Tories target DfES over truancy rates
The Conservatives have claimed that truancy rates have gone up by 15% under Labour compared with the final year of the Tory government.
Over one million school children skipped classes last year, according to the party, despite the Government’s £650m campaign to combat truancy.
When Labour came to power in 1997, it promised to cut truancy by one-third by 2002.
The Government has had some success with policies such as conducting daytime sweeps of the streets to check on children out of school, financial incentives for schools to improve their attendance records, and measures against parents of truants, including a £2,500 fine or up to three months in jail.
But, according to the Conservatives, all the tough talk and apparent action has not been matched by results, with 566,644 secondary school pupils missing school without permission at least once last year, while in primary schools, 564,445 children played truant.

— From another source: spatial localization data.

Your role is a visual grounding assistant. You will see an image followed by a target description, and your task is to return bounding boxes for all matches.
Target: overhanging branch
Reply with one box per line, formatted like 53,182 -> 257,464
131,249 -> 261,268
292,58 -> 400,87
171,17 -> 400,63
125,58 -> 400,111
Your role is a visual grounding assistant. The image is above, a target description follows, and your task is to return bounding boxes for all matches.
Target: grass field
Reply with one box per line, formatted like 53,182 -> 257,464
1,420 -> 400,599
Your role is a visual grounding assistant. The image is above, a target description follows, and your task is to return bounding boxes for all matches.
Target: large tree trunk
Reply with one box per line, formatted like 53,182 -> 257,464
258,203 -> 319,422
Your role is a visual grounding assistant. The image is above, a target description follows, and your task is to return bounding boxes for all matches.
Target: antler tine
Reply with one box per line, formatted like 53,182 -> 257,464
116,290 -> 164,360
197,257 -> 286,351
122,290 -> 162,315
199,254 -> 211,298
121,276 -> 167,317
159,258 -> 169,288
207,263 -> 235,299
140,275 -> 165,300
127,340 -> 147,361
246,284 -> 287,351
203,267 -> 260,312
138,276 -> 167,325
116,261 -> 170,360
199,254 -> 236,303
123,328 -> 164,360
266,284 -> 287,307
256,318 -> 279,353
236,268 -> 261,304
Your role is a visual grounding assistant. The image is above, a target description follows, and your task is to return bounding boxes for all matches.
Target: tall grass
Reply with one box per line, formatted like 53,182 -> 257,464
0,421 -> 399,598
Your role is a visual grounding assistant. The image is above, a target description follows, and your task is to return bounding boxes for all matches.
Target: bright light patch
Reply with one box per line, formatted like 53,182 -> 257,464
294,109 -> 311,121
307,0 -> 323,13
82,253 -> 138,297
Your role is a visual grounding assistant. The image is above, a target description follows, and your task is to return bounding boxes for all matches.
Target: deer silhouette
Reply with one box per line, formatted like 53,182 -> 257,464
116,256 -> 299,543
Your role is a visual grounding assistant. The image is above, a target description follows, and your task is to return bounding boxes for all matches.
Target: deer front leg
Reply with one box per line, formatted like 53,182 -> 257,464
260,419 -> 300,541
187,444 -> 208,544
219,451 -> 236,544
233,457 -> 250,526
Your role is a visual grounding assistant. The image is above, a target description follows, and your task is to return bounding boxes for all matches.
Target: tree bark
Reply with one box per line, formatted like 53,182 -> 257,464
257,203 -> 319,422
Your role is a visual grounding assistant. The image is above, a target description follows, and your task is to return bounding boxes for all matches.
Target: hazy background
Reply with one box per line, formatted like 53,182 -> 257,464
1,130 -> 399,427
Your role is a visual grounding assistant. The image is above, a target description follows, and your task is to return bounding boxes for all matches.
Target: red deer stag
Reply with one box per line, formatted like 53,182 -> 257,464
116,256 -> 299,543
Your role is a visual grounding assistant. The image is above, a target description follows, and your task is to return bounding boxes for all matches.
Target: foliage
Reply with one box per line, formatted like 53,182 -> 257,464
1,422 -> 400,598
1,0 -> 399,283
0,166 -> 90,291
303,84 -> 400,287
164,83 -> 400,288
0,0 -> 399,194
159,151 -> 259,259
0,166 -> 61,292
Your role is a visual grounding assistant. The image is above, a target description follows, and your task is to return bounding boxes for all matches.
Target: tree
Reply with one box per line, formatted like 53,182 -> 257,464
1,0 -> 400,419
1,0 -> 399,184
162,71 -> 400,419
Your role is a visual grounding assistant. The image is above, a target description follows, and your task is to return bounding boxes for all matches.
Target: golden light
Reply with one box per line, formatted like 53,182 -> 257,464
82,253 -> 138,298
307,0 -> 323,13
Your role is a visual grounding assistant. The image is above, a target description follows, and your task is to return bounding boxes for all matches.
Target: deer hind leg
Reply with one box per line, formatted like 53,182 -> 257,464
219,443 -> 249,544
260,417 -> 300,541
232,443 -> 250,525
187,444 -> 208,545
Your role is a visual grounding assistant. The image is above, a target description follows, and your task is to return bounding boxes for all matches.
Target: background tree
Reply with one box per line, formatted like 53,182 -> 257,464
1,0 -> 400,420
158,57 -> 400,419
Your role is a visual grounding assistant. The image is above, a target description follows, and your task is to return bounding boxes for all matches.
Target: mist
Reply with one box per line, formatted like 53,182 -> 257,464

Shadow Education Secretary Damian Green claimed that the figures were “yet another example of how [the Government] have failed to keep their promises on education”.
He added: “What schools need is a return to the power of heads to impose discipline, and an improvement in the vocational curriculum so that all children feel they are gaining something useful from every school day.”
Tackling truancy is still high up the agenda for the DfES, with an extra £470m due to be ploughed into new strategies in time for the start of the next academic year.
But the department may have to review its options, with the BBC reporting today that new research due out next month is expected to claim that strong deterrents such as custodial sentences for parents have little or no effect on truancy rates.